If you want to test the update, you can install it with
$ su -c 'dnf --enablerepo=updates-testing update kernel'
You can provide feedback for this update here: https://bodhi.fedoraproject.org/updates/FEDORA-2015-912d8e4998

Comment 15 Fedora Update System 2015-11-26 02:53:42 UTC
kernel-4.2.6-301.fc23 has been pushed to the Fedora 23 testing repository. If problems still persist, please make note of it in this bug report.
If you want to test the update, you can install it with
$ su -c 'dnf --enablerepo=updates-testing update kernel'
You can provide feedback for this update here: https://bodhi.fedoraproject.org/updates/FEDORA-2015-f26dec73e9

Comment 16 Fedora Update System 2015-11-26 20:55:09 UTC
kernel-4.2.6-301.fc23 has been pushed to the Fedora 23 stable repository. If problems still persist, please make note of it in this bug report.
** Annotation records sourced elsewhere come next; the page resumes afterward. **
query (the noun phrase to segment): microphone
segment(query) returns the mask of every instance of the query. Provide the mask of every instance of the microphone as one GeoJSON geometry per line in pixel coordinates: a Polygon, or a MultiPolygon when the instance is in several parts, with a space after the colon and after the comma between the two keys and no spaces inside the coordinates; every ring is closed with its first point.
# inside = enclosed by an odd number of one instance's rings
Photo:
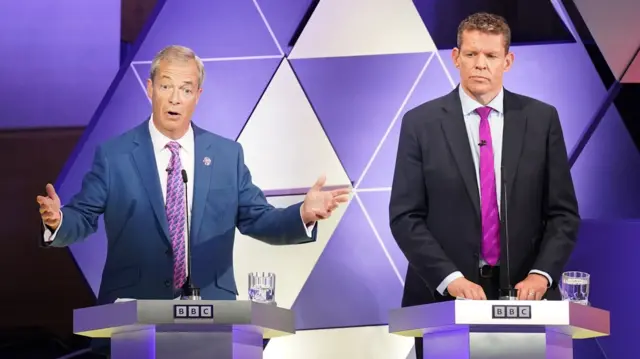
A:
{"type": "Polygon", "coordinates": [[[501,188],[500,190],[502,191],[502,217],[501,217],[501,221],[502,221],[502,226],[504,227],[504,241],[505,241],[505,250],[507,252],[507,260],[505,263],[505,266],[507,267],[507,288],[502,288],[500,289],[500,300],[517,300],[518,299],[518,293],[516,292],[516,290],[513,288],[513,286],[511,285],[511,256],[509,255],[509,219],[508,219],[508,212],[509,209],[507,207],[507,203],[509,202],[508,198],[507,198],[507,182],[505,181],[505,178],[507,176],[505,176],[504,174],[504,166],[500,167],[500,184],[501,184],[501,188]]]}
{"type": "Polygon", "coordinates": [[[184,205],[185,214],[187,216],[187,282],[183,286],[182,299],[185,300],[200,300],[200,288],[193,285],[193,278],[191,272],[191,225],[189,224],[189,193],[187,190],[187,171],[184,169],[181,172],[182,182],[184,182],[184,205]]]}

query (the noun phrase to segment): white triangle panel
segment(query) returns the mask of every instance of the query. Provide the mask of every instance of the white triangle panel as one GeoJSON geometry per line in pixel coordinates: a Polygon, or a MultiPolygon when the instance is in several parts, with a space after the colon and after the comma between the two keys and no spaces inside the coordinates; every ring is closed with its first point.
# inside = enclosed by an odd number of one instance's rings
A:
{"type": "Polygon", "coordinates": [[[433,39],[411,0],[322,0],[289,58],[435,50],[433,39]]]}
{"type": "Polygon", "coordinates": [[[351,184],[288,61],[282,61],[240,137],[253,182],[263,190],[351,184]]]}
{"type": "MultiPolygon", "coordinates": [[[[268,198],[269,203],[280,208],[301,202],[303,199],[304,196],[301,195],[268,198]]],[[[275,300],[279,307],[290,309],[350,204],[351,201],[342,204],[331,217],[316,224],[318,232],[315,242],[274,246],[242,235],[236,230],[233,267],[238,299],[249,299],[250,272],[272,272],[276,275],[275,300]]]]}
{"type": "Polygon", "coordinates": [[[407,359],[413,338],[375,327],[303,330],[277,337],[264,350],[265,359],[407,359]]]}

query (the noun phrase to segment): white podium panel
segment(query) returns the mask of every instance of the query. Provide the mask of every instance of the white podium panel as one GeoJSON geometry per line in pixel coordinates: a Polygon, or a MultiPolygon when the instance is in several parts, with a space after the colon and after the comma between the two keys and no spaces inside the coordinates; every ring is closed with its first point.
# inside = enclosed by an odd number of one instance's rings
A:
{"type": "Polygon", "coordinates": [[[294,321],[251,301],[137,300],[75,310],[73,329],[111,338],[112,359],[261,359],[263,338],[294,334],[294,321]]]}
{"type": "Polygon", "coordinates": [[[392,310],[389,332],[422,337],[425,359],[571,359],[574,339],[610,334],[610,317],[566,301],[456,300],[392,310]]]}

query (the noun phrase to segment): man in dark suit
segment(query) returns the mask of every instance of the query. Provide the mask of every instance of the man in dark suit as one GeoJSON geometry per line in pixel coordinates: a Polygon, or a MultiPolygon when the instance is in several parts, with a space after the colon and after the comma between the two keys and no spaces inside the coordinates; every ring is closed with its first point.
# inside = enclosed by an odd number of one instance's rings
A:
{"type": "Polygon", "coordinates": [[[50,184],[47,195],[37,197],[46,246],[86,238],[104,214],[108,253],[98,304],[179,297],[187,279],[188,227],[202,298],[233,300],[236,228],[274,245],[311,242],[316,221],[348,199],[349,189],[322,191],[323,176],[304,202],[271,206],[252,183],[241,145],[191,123],[204,75],[190,49],[162,50],[147,81],[151,118],[98,146],[81,190],[66,206],[50,184]]]}
{"type": "Polygon", "coordinates": [[[580,218],[558,113],[503,88],[514,56],[502,17],[471,15],[457,42],[459,86],[402,121],[389,205],[409,262],[402,306],[512,285],[521,300],[560,299],[580,218]]]}

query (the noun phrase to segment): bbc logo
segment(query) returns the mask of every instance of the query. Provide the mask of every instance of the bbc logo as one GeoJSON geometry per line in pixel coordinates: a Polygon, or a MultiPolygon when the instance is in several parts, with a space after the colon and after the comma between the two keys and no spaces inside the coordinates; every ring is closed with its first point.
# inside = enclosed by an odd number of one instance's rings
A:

Comment 17 Justin M. Forbes 2015-11-30 12:45:28 UTC
*** Bug 1286471 has been marked as a duplicate of this bug. ***

Comment 18 Fedora Update System 2015-11-30 23:21:37 UTC
kernel-4.2.6-201.fc22 has been pushed to the Fedora 22 stable repository. If problems still persist, please make note of it in this bug report.

Comment 19 Jaroslav Henner 2015-12-01 16:37:22 UTC
It seems like this is not 100% reproducible, but I was able to reproduce with 

#sudo ip tun add server mode gre remote `resolveip -s xxx.eng.bos.redhat.com` local A.B.C.D  ttl 255
#sudo firewall-cmd --direct --add-rule ipv4 filter INPUT 0 -p gre -j ACCEPT
success
#sudo ip a a 172.25.1.2/30 dev server 
#sudo ip l s server up

several times. I have just installed the newer kernel. I will watch it.